All this does not mean Mamma Mia! is a terrible two and a half hours of entertainment. No, despite the corny jokes, overdone emotions, silly choreography and ghastly vintage hits by the Swedish pop group, it's nearly impossible not to fall for the attractive cast (great voices all around, especially Laurie Wells in the lead as Donna) and not to bob the head along with the insistently chirpy score.

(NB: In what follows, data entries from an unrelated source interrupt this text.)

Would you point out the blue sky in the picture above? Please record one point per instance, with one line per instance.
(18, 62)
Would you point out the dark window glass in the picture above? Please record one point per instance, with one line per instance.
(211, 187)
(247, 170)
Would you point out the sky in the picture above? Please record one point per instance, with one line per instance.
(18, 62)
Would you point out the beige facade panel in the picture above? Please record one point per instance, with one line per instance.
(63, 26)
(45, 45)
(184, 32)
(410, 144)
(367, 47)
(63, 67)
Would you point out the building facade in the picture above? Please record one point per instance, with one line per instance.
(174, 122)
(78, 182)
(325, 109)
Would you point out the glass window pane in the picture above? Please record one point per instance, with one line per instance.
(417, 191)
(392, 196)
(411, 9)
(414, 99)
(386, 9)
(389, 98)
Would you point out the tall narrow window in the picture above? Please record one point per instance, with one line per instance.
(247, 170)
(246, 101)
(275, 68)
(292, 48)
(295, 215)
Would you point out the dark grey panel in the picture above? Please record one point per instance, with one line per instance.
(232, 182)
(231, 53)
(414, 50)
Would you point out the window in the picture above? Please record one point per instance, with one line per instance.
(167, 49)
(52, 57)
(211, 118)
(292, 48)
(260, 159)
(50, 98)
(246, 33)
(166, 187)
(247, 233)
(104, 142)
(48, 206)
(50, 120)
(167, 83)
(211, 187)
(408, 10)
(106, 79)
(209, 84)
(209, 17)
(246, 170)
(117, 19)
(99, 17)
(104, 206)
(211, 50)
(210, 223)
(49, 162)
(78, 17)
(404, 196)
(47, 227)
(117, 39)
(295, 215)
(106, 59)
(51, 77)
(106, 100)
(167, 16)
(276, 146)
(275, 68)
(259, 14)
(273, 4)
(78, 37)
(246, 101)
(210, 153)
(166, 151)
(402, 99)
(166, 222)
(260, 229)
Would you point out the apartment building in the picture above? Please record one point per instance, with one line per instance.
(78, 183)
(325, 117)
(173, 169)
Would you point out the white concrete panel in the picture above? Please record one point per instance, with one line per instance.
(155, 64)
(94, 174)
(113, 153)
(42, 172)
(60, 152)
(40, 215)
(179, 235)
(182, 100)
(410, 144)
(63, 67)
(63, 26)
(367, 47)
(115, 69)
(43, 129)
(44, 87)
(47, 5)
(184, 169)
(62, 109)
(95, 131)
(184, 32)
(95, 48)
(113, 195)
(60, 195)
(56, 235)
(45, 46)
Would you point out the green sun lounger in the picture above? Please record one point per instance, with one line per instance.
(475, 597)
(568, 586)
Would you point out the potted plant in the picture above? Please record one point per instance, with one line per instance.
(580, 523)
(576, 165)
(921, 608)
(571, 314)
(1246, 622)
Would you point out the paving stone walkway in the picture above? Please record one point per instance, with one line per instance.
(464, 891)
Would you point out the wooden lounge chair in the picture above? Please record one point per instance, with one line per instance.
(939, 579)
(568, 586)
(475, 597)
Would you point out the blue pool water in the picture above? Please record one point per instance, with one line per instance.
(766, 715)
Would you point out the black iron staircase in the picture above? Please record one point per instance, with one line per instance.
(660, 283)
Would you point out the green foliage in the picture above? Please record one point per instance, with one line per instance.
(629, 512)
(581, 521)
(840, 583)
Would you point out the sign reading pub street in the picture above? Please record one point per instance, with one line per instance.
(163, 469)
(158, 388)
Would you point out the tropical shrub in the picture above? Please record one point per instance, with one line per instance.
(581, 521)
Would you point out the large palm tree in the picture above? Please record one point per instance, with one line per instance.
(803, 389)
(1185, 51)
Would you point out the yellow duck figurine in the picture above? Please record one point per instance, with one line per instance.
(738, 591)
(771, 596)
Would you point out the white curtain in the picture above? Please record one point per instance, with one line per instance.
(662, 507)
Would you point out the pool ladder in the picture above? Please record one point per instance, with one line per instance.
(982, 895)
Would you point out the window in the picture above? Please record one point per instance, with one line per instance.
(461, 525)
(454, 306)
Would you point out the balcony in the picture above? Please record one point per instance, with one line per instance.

It's a pretty show to look at and to listen to. The scenic design by Mark Thompson--all Aegean blues to depict a sun-washed Greek isle--pleases the eyes. The orchestra bathes the ears in highly amplified synthesized chords. Every moment is as slickly manufactured as a cellophane-wrapped cupcake.

But there's more to making artful musical theater than creating a sweetsy-poo story (as writer Catherine Johnson has done here) and force-feeding it a bunch of goopy pop anthems. In great shows going back to Oklahoma! and on up to A Chorus Line and Rent, the songs serve to further the plot elements. In Mamma Mia! they stop the show and not in a good way. It's hard to superimpose incomprehensible disco drivel such as "S.O.S." and "Chiquitita" onto any plausible situation. And face it, ABBA's composers Benny Andersson and Björn Ulvaeus wrote songs whose lyrics bear only a passing acquaintanceship with the English language. Sample from the little ditty "Super Trouper," which is included in Mamma Mia!:

Tonight the

Super trouper lights are gonna find me

Shining like the sun

(soo-per troup-per)

Smiling, having fun

(soo-per troup-per)

Feeling like a number one.

Rodgers and Hammerstein, you may keep resting comfortably.


Speaking of disturbing the dead, actress Morgana Shaw is channeling a certain goggle-eyed moviestar in All About Bette: An Evening with Bette Davis, winding up a short run in the basement at Theatre Three. But unfasten your seatbelts; it's not such a bumpy ride.

This one-woman tribute to the legendary star begs for some bumps, some jolts, some of the highs and lows of a well-written play. As it is, All About Bette, directed by Jac Alder, feels like a half-rehearsed, amateurish work-in-progress. It's an hour too long, and playwright Camilla Carr's script is little more than an artless, shapeless clip job that has Bette pacing around pedantically listing every award she ever won and chronologically running through her filmography with all the flair of someone reading her résumé aloud.

When we first see Bette, it's the one we'd like to forget: in her 80s, face ravaged by a stroke but still puffing away on her cigs. It's the Bette that Martin Short does such a creepily accurate impersonation of.